UB Quidditch Associationlooks to shed its ‘Harry Potter’ notion and be known for its physical play
One of the hardest hitting, intense club sports at UB practices on a small patch of grass on the side of the Governors parking lot while running around with broomsticks in between their legs.
“There are legitimate injury threats,” said Peter Haering, UB Quidditch Association coach and a UB graduate. “So much so, this year it’s mandated there are trainers on sight for every game. I’ve seen everything from broken hands, to concussions to broken other bones. My friend broke her foot.”
Not what you might expect from a game based off Harry Potter.
The UB Quidditch Association, which plays a real version of the fictional game made famous by the mega-series created by J.K. Rowling, is in its seventh year on campus, but its second year as a Student Association permanent club.
The club embraces its Harry Potter roots, but year by year, the “Harry Potter” notion is slowly diminishing to the point where the only connections between the wizard version and the real version is the broomstick and the logo.
“We want to be known as a gender inclusive, full contact, fast-paced intercollegiate sport that’s so much more than Harry Potter,” Haering said. “They’re actually moving away from brooms. All the good teams use PVC now. The last remnants of the Harry Potter thing is the logo and [US Quidditch] is trying to redo the logo.”
This group of players, who are in the team’s second full season in USQ, sets out to disprove the notion that they are more than just Harry Potter fans. They are genuinely concentrated on the physicality, camaraderie and teamwork aspects of the game.
The club receives roughly $700 per year from SA, members said, which is used for equipment, tournament registration fees and a $150 fee paid toward the USQ.
With only $700 per year to spend, the team hosts bake sales and “Yule Dances,” which gets its namesake from the formals at Hogwarts, to make money. The tournament fees vary between $5-15 per match and that money goes toward paying the referees.
Still, there’s a need for money, even after the fundraisers are complete.
“We can’t go anywhere that’s outside of New York,” Haering said.
But it’s still a huge success from where the team began.
The team began in 2008 as the Ives Pond Quidditch Club and had little affiliation with the school. The team was successful as it competed in the second, third, fourth and fifth Quidditch World Cup. It didn’t take long for the team to begin its demise.
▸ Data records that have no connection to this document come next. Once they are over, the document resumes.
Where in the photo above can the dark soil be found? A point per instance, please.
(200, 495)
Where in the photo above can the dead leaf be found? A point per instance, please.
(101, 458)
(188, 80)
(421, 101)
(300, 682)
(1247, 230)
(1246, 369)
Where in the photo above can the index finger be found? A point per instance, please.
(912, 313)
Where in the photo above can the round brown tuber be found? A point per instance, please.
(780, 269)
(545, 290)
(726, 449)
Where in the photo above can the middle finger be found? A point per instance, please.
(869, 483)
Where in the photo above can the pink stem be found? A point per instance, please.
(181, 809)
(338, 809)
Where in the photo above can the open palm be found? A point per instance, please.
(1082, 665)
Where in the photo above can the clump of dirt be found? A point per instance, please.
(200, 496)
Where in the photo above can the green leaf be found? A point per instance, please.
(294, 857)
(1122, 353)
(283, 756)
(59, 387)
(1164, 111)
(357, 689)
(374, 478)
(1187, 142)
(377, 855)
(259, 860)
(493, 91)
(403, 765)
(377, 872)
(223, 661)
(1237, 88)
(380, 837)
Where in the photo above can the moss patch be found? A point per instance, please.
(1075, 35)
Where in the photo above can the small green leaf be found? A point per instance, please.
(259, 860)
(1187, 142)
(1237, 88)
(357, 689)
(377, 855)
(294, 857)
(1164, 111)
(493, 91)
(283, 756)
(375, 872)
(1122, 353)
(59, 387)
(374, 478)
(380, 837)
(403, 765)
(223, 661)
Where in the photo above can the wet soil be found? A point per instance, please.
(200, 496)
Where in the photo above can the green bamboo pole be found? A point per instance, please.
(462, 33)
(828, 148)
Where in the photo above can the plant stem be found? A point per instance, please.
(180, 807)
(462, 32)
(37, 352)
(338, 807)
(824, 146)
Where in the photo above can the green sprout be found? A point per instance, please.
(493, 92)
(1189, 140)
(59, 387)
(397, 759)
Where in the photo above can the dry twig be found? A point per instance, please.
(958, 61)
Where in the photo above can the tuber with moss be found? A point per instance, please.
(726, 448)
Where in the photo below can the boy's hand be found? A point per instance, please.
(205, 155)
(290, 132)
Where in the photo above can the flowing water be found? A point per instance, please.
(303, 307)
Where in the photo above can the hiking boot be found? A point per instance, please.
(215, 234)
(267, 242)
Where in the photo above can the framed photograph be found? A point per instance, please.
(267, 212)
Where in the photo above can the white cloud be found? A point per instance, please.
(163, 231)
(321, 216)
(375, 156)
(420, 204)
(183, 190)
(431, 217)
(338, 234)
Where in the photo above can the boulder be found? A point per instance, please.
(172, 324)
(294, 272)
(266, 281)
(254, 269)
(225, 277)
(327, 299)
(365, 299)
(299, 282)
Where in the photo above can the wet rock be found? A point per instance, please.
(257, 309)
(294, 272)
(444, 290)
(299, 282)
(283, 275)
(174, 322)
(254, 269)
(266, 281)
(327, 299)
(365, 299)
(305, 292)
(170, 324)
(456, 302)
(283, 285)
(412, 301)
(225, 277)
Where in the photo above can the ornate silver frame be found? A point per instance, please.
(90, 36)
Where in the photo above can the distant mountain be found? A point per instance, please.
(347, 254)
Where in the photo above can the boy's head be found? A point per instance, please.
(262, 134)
The program took a two-year hiatus after multiple players graduated and left the team with insufficient numbers. It took until 2012 to be brought onto campus and was founded as the UB Quidditch Association. By Spring 2013, the club was up and running with a sufficient amount of players to fill up a team.
The team has roughly 20 members, but there are just 14-15 athletes who travel with the team and play in matches. In order to be eligible to play in a match, a player must attend at least one of three practices a week during the season.
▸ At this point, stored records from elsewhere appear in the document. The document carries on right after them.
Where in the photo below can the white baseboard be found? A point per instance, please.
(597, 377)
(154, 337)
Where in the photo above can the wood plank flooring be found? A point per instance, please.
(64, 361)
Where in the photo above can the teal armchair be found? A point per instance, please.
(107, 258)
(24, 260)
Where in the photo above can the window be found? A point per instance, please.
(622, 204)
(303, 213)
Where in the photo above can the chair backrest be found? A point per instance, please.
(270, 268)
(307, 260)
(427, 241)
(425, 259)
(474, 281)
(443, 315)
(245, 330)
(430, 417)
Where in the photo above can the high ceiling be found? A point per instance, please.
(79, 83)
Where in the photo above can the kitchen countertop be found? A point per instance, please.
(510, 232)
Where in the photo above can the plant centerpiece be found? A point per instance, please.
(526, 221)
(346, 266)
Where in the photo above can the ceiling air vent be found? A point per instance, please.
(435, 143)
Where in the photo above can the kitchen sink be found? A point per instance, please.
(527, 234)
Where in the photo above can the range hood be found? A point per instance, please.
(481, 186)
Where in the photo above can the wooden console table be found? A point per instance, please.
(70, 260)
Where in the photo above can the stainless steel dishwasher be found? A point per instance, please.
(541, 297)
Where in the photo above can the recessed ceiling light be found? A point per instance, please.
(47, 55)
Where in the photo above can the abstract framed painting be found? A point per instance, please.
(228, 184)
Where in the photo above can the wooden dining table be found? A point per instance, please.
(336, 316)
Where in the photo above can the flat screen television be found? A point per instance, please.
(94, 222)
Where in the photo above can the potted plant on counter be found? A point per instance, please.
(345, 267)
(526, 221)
When the sport was founded, one of its main principles was to keep the integrity of Rowling’s version of the game.
But the rules are “ever-changing.”
The positions and the main idea still apply. A seeker still tries to hunt down the golden snitch. The chaser still has to use a “quaffle,” which is actually just a volleyball, and throw it in designated hoops to score points. The main idea of the game is still a seven-on-seven matchup where the ultimate goal is to score points and catch the snitch.
But to make amends for a game played in a wizarding world, rules had to be changed. The “snitch,” which flies by itself in the movies and novels, is actually a person wearing gold shorts with a tennis ball hanging from their back. The ultimate goal is for the seeker to grab the tennis ball on the Snitch’s back.
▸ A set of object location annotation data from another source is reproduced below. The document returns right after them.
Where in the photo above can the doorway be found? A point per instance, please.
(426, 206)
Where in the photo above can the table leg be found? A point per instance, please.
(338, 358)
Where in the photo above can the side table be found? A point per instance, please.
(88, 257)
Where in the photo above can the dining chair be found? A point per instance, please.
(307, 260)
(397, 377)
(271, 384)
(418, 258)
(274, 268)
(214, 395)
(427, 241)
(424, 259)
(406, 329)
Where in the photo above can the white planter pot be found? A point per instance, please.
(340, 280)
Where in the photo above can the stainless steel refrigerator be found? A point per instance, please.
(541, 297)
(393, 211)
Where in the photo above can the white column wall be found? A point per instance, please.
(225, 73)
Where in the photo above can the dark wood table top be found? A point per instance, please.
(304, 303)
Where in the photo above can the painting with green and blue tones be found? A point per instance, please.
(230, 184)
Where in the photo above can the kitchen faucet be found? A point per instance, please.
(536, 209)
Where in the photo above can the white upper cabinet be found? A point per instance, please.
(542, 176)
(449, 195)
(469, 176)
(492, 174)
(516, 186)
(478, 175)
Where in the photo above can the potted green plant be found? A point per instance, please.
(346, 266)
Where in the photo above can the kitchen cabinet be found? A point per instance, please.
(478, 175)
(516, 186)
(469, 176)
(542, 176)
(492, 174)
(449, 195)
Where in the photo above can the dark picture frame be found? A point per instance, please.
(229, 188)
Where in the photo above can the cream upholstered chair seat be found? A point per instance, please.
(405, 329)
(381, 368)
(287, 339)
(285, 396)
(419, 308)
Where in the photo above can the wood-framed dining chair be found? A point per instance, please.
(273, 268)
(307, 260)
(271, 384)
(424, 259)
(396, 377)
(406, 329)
Perhaps the biggest difference between fantasy and reality is the role of the snitch. In the movies, if a seeker catches the golden ball, that team automatically wins. In the realistic version, if a seeker catches the snitch, the game ends and that team is automatically awarded 30 points.
“It’s different when you play here, especially if the snitch is worth [a lot], the only player that really matters is the seeker,” Haering said. “That had to be changed so everyone can get involved.”
And this sport prides itself on getting people involved.
Quidditch is one of the few sports where a male athlete could be lined up against a female. Men can tackle women and vice versa. The UB Quidditch Association prides itself with inclusion and diversity.
“It doesn’t matter which background you come from sports wise,” said Carley Schulz, a senior electrical engineering major. “If you haven’t played sports before, there’s still a position for you. If we wanted to have a football player play as a seeker, they can very easily tackle. Or you can have a track star who would just run circles around you and you won’t catch them all day.”
In its second season, the team admits its still growing, but it’s on the right track. The team just completed a weekend of play against Alfred and held its own despite having only eight players.
Play will continue play this weekend at Cortland in an unofficial gear-up tournament against Cortland, Rochester and Rochester Institute of Technology in preparation for regional play, which will come later this year.